You’re expecting a baby, and counting down the days until your little bundle of joy arrives. You feel like you should be “glowing”, floating through these days as an expectant mother with pride and grace.
But your body is betraying you in ways you didn’t know it could. And it’s all so much harder to deal with when you just can’t seem to get a good night’s rest!
If this is you, there is hope. Sleep won’t be perfect in your last days of pregnancy – your body is just going through too many changes. But you can maximize the sleep you get, and minimize your interruptions.
In my last blog, I looked at some of the most common sleep problems pregnant women can face. Today, we’ll look at ways to remedy your sleep struggles, so you can get a good night’s rest as you prepare to bring a new life into the world. Here’s how.
How to Sleep While Pregnant
- Stick to a schedule. Set an evening alarm if you have to, but make sure you’re in bed at the same time every night. Your body will adjust to falling asleep at a particular hour, so you’ll be more able to fall asleep quickly. Waking up at the same time each day is just as important for feeling alert during the day.
- Get plenty of moderate exercise. Exercise is an important part of a healthy pregnancy for many reasons. Follow your doctor’s instructions, and ignore this advice if you’re on bed rest… but for most healthy women, exercise in the morning or early afternoon translates to a better night’s sleep.
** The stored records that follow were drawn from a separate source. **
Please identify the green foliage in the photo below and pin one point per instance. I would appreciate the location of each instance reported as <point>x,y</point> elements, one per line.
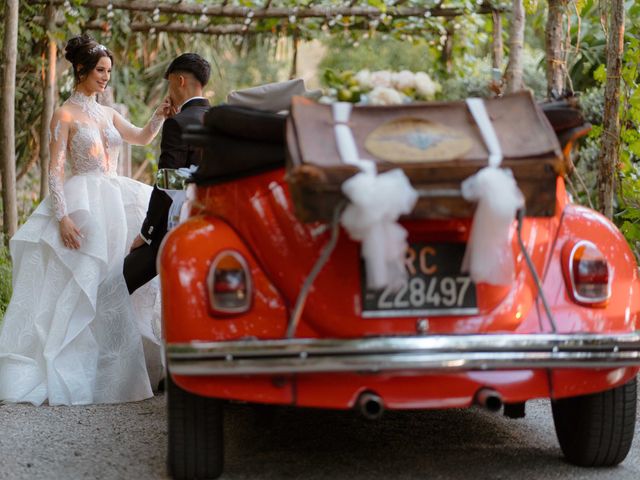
<point>381,52</point>
<point>5,278</point>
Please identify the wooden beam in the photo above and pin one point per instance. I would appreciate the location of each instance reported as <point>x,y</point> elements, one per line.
<point>49,95</point>
<point>514,75</point>
<point>180,27</point>
<point>610,143</point>
<point>274,12</point>
<point>7,119</point>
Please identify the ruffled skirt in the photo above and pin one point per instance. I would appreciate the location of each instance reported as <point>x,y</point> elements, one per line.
<point>72,334</point>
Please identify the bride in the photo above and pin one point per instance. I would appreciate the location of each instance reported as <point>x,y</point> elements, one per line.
<point>72,334</point>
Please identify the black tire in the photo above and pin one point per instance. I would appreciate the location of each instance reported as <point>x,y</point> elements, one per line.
<point>597,430</point>
<point>196,444</point>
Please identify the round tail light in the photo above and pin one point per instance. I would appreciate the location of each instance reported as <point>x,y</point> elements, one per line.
<point>586,273</point>
<point>229,284</point>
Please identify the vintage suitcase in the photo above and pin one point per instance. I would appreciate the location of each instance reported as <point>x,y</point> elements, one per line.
<point>438,145</point>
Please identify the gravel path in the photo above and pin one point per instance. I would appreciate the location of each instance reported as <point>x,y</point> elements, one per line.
<point>128,441</point>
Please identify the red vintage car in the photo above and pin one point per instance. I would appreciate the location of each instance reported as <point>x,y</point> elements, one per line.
<point>265,298</point>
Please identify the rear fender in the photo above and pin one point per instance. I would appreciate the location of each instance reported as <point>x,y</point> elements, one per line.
<point>620,315</point>
<point>183,264</point>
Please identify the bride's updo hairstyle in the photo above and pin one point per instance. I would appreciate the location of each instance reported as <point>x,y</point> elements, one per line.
<point>84,53</point>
- Treat your particular symptoms. If you have heartburn or feel short of breath, propping up (on your side) on a few pillows can help. If you wake up because of the need to urinate use the bathroom right before you go to bed and avoid drinks (especially caffeine) in the few hours leading up to bedtime.
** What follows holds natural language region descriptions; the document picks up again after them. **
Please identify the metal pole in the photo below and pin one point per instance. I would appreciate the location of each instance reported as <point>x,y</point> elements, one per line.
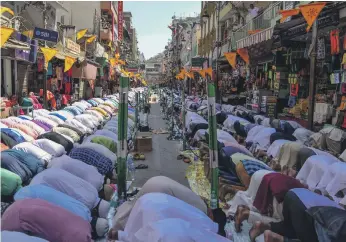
<point>217,50</point>
<point>122,136</point>
<point>183,114</point>
<point>137,109</point>
<point>172,115</point>
<point>312,84</point>
<point>213,156</point>
<point>44,69</point>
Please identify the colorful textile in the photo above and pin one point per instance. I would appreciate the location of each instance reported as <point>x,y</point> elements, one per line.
<point>10,182</point>
<point>69,184</point>
<point>50,147</point>
<point>40,218</point>
<point>43,125</point>
<point>18,236</point>
<point>37,152</point>
<point>78,168</point>
<point>274,185</point>
<point>103,164</point>
<point>106,142</point>
<point>69,132</point>
<point>54,197</point>
<point>58,138</point>
<point>3,147</point>
<point>246,168</point>
<point>59,116</point>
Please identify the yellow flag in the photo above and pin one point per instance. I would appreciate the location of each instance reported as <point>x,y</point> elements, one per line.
<point>48,55</point>
<point>311,11</point>
<point>4,9</point>
<point>231,58</point>
<point>69,61</point>
<point>208,71</point>
<point>81,33</point>
<point>28,33</point>
<point>288,13</point>
<point>5,34</point>
<point>344,59</point>
<point>91,39</point>
<point>202,73</point>
<point>112,61</point>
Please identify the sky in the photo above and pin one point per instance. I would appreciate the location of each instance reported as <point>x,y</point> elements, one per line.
<point>152,18</point>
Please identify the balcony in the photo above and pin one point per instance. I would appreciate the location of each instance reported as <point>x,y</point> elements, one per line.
<point>226,11</point>
<point>106,34</point>
<point>263,24</point>
<point>109,7</point>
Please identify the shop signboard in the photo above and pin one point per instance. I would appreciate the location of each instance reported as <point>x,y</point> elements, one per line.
<point>72,46</point>
<point>26,55</point>
<point>46,34</point>
<point>197,63</point>
<point>120,20</point>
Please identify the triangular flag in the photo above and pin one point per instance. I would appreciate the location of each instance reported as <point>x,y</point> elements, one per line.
<point>208,71</point>
<point>311,11</point>
<point>81,33</point>
<point>343,59</point>
<point>112,61</point>
<point>5,35</point>
<point>288,13</point>
<point>69,61</point>
<point>48,55</point>
<point>202,73</point>
<point>231,58</point>
<point>91,39</point>
<point>244,55</point>
<point>28,33</point>
<point>4,9</point>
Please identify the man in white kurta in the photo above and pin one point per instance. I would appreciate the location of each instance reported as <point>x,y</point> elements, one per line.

- Sleep on your side. Sleeping on your left side helps ensure that the uterus gets proper blood flow. Sleeping on your back in the second and third trimester can hamper blood flow and increase weight on the digestive system and major arteries, leading to everything from hemorrhoids to low blood pressure. Slide a thin pillow between your legs and another under your belly to help align your spine and support your body while you sleep.
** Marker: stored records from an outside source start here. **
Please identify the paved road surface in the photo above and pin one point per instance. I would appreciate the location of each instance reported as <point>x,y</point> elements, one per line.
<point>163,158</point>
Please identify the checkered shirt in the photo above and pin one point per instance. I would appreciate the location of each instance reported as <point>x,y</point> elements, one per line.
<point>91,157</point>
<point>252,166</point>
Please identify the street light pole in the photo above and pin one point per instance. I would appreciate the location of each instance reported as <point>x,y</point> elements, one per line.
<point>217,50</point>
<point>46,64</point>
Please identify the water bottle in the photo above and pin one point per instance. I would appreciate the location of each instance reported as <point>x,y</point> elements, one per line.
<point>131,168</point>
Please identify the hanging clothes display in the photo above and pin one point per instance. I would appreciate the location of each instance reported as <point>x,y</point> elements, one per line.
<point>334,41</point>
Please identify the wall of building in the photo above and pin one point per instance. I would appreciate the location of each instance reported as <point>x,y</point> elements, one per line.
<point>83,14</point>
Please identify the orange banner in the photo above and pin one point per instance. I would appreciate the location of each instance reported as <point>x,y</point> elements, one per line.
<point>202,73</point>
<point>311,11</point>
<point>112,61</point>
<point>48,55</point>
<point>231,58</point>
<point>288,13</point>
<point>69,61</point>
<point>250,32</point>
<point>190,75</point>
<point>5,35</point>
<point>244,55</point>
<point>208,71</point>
Most importantly, don’t sweat the small stuff. There’s a lot to think about when you know you’re bringing a new little person into the world. Don’t like awake worrying about whether you’re going to roll onto your back when you fall asleep… your baby will be ok. Remember, all things in moderation. Take care of yourself, practice good sleep hygiene, and let the little worries go. You’ll sleep better and be more able to make good decisions for your little one when the big day comes.